The last paragraph of How Fiction Works -- one of my all time favorites now -- by the brilliant literary critic, James Wood:
Realism, seen broadly as truthfulness to the way things are, cannot be mere verisimilitude, cannot be mere lifelikeness, or lifesameness, but what I must call lifeness: life on the page, life brought to a different life by the highest artistry. And it cannot be a genre; instead, it makes other forms of fiction seem like genres. For realism of this kind –lifeness – is the origin. It teaches everything else; it schools its own truants: it is what allows magical realism, hysterical realism, fantasy, science fiction, even thrillers, to exist. It is nothing like as naïve as its opponents charge; almost all the great twentieth century realist novels also reflect on their own making, and are full of artifice.
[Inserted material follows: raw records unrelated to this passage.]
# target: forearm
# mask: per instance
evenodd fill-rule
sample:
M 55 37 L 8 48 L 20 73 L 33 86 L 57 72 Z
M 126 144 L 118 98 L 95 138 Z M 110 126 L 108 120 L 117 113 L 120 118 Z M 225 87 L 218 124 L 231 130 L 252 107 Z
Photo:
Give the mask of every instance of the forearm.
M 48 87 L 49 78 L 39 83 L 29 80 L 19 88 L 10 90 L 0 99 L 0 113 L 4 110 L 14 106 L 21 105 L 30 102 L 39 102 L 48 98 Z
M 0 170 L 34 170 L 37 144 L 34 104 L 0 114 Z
All the greatest realists, from Austen to Alice Munro, are at the same time great formalists. But this will be unceasingly difficult: for the writer has to act as if the available novelistic methods are continually about to turn into mere convention and so has to try to outwit that inevitable aging. Chekov’s challenge – “Ibsen doesn’t know life. In life it simply isn’t like that” – is as radical now as it was a century ago, because forms must continually be broken. The true writer, that free servant of life, is one who must always be acting as if life were a category beyond anything the novel had yet grasped; as if life itself were always on the verge of becoming conventional.
There’s some synergy between this and what Naipaul has to say on the writer’s biggest challenge: finding the most original form to express his experience.